Common use of After Payout Clause in Contracts

After Payout. At that point in time when one hundred percent (100%) of the development and operating costs expended to establish and maintain production from the Overriding Royalty Depth and/or the Overriding Royalty Surface Acreage are recovered by the party paying such costs, then the Overriding Royalty Interest determined under Section 5.01(a) above shall automatically be adjusted to an Overriding Royalty Interest equal to (i) twelve and one-half percent (12.5%) of 8/8ths, (ii) multiplied by the Fixed Percentage, then (iii) multiplied by the percentage working interest of Operating Partnership in that Lease. That is to say, if it is assumed as in the example above that Operating Partnership owns sixty percent (60%) of the working interest which is fully subject to Pension Partnership's Net Profits Interest, and if it is assumed that the Fixed Percentage is fifty percent (50%), then Pension Partnership's Overriding Royalty Interest converts to three and three-quarters percent (3.75%), i.e., twelve and one-half percent (12.5%) of 8/8ths multiplied by fifty percent (50%) (the Fixed Percentage) multiplied by sixty percent (60%) (the Operating Partnership's working interest).
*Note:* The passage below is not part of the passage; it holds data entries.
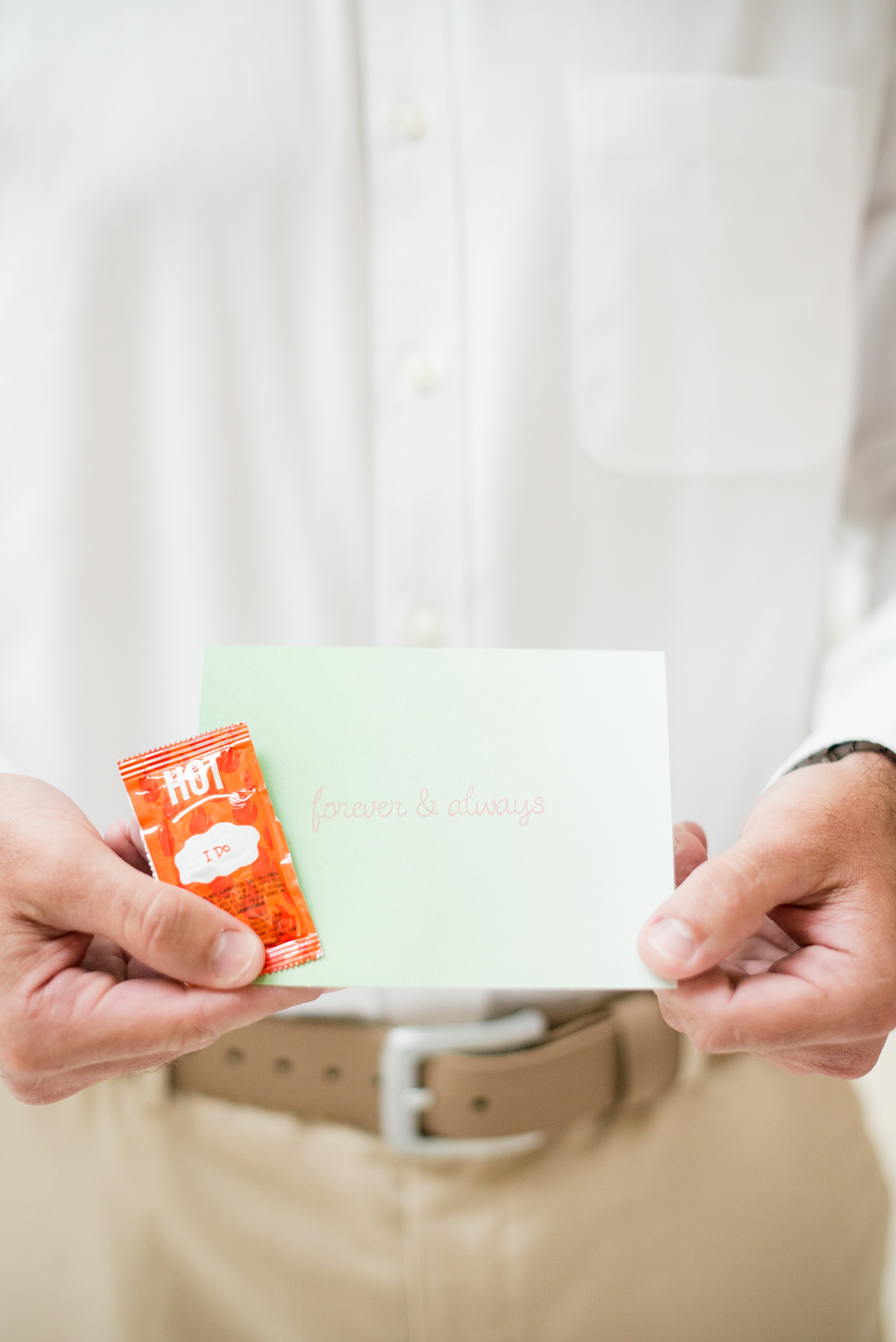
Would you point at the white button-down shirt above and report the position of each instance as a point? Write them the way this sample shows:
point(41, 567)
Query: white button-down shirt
point(522, 323)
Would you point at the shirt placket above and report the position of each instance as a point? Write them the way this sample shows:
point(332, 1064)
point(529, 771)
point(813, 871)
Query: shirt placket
point(415, 301)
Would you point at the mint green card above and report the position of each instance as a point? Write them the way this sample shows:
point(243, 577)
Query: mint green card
point(463, 819)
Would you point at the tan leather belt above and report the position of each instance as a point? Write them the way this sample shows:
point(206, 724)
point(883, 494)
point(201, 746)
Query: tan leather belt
point(467, 1090)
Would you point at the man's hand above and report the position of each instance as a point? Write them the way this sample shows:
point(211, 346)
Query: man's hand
point(785, 945)
point(104, 969)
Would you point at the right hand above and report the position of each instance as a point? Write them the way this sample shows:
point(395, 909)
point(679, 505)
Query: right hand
point(105, 971)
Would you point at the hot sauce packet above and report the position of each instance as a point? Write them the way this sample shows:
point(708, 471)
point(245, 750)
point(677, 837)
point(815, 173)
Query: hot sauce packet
point(208, 826)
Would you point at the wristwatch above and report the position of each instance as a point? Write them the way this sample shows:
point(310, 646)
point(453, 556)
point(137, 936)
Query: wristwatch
point(845, 748)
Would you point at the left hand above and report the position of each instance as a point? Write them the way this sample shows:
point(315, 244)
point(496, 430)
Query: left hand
point(785, 945)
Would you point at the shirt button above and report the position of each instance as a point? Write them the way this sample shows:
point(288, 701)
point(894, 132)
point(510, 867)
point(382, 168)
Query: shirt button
point(420, 374)
point(410, 121)
point(426, 627)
The resultant Overriding Royalty Interest calculated under (a) or (b) above shall be reduced or increased proportionately to reflect any sliding scale or reversionary overriding royalty, working interest or similar arrangements contained in the Leases or Subject Interests covering the Overriding Royalty Depth or Overriding Royalty Surface Acreage or contained in any other document as to which such Leases or Subject Interests are made subject as of the date of acquisition.